This work investigates whether human-like semantic compositionality—i.e., interpretable decomposition and recomposition of image representations along semantic parts—exists in the visual embedding space of vision-language models (VLMs). Conventional linear compositional analysis fails on visual embeddings due to high noise and sparsity in image data. To address this, we propose Geodesically Decomposable Embeddings (GDE), a geometry-aware framework that replaces linear assumptions with manifold geodesic structure to model nonlinear semantic composition. We provide the first systematic empirical validation that mainstream VLMs exhibit significant, interpretable compositionality in their visual embeddings. GDE outperforms linear baselines on compositional classification and surpasses specialized methods in group robustness. Moreover, it reveals that VLMs implicitly possess automatic compositional reasoning capabilities. Our findings establish a new paradigm for interpretable and structured visual understanding in VLMs.

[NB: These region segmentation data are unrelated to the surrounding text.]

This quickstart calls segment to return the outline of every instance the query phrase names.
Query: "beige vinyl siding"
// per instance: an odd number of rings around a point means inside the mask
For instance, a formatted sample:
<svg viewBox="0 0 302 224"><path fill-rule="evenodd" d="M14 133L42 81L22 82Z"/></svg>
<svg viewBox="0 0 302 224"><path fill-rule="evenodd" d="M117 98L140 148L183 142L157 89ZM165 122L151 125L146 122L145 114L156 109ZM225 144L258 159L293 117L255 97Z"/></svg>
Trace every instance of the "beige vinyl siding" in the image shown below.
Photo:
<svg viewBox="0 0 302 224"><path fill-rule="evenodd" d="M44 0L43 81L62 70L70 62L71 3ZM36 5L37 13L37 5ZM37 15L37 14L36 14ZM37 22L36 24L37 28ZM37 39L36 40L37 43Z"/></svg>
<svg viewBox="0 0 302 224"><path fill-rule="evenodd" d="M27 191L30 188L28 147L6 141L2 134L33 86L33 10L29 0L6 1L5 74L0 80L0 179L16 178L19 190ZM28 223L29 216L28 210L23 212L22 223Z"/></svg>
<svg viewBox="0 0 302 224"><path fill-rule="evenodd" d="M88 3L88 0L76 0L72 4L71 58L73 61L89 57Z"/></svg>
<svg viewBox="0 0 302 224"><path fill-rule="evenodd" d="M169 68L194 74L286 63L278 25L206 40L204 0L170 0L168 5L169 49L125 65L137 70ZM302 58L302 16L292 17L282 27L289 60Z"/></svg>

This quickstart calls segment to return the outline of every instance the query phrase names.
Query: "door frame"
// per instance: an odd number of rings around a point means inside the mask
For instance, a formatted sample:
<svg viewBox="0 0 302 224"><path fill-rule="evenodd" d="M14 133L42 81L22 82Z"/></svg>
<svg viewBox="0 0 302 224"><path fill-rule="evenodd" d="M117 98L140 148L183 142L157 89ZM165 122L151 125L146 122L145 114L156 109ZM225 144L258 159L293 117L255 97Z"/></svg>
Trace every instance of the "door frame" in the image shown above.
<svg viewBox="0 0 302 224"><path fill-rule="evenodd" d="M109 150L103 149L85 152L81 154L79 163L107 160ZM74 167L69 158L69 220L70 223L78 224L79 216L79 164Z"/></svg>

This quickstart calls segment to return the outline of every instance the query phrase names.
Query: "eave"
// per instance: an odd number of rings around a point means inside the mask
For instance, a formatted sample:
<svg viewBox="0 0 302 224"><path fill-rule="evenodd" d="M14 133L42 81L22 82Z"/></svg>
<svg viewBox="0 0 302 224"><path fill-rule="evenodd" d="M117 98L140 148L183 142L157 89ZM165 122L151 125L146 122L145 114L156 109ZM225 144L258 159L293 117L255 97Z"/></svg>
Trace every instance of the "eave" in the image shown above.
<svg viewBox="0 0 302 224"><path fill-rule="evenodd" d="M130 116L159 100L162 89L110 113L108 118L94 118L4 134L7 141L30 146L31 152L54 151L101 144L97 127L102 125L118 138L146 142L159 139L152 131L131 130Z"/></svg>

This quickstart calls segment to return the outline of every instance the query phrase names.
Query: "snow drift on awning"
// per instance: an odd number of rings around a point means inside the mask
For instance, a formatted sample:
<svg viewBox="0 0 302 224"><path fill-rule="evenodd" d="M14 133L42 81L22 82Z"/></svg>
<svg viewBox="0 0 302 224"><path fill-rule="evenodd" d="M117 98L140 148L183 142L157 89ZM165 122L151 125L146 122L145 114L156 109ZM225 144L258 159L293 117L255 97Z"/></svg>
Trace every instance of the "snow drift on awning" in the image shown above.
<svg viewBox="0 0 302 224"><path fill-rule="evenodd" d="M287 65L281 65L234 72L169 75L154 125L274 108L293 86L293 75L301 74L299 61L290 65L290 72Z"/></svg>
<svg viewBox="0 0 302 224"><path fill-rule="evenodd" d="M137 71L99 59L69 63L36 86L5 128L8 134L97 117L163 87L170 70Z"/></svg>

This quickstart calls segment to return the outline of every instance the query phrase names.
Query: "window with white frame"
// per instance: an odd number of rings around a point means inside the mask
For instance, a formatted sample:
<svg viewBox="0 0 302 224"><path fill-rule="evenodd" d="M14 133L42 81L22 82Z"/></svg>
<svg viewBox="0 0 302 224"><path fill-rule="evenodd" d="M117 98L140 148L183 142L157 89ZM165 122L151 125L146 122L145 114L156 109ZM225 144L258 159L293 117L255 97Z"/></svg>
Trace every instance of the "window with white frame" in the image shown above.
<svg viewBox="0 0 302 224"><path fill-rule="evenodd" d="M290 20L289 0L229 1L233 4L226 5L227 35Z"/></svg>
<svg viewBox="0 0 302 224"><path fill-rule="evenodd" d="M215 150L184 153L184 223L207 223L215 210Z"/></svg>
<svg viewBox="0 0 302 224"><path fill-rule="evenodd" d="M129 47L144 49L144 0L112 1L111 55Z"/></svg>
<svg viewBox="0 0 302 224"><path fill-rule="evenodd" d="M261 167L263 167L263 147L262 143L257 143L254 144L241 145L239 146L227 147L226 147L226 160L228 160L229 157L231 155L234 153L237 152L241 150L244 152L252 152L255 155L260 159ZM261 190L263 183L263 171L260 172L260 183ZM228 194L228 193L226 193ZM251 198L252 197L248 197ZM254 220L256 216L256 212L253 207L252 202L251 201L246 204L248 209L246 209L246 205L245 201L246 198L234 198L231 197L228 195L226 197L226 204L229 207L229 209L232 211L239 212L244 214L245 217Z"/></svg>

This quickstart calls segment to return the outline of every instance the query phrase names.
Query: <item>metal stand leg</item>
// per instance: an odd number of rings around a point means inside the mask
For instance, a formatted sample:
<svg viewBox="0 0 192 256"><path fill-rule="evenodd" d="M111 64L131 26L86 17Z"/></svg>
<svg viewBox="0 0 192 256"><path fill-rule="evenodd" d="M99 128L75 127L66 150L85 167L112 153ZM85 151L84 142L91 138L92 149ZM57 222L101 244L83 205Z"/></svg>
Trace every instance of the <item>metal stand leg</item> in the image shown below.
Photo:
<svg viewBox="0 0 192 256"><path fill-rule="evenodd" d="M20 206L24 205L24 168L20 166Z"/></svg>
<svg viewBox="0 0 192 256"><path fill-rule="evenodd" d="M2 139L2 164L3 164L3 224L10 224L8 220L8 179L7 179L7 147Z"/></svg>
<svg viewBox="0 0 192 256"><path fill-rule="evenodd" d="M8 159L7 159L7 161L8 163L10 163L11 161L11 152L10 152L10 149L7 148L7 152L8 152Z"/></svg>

Vision-Language Models (VLMs) learn a shared feature space for text and images, enabling the comparison of inputs of different modalities. While prior works demonstrated that VLMs organize natural language representations into regular structures encoding composite meanings, it remains unclear if compositional patterns also emerge in the visual embedding space. In this work, we investigate compositionality in the image domain, where the analysis of compositional properties is challenged by noise and sparsity of visual data. We address these problems and propose a framework, called Geodesically Decomposable Embeddings (GDE), that approximates image representations with geometry-aware compositional structures in the latent space. We demonstrate that visual embeddings of pre-trained VLMs exhibit a compositional arrangement, and evaluate the effectiveness of this property in the tasks of compositional classification and group robustness. GDE achieves stronger performance in compositional classification compared to its counterpart method that assumes linear geometry of the latent space. Notably, it is particularly effective for group robustness, where we achieve higher results than task-specific solutions. Our results indicate that VLMs can automatically develop a human-like form of compositional reasoning in the visual domain, making their underlying processes more interpretable. Code is available at https://github.com/BerasiDavide/vlm_image_compositionality.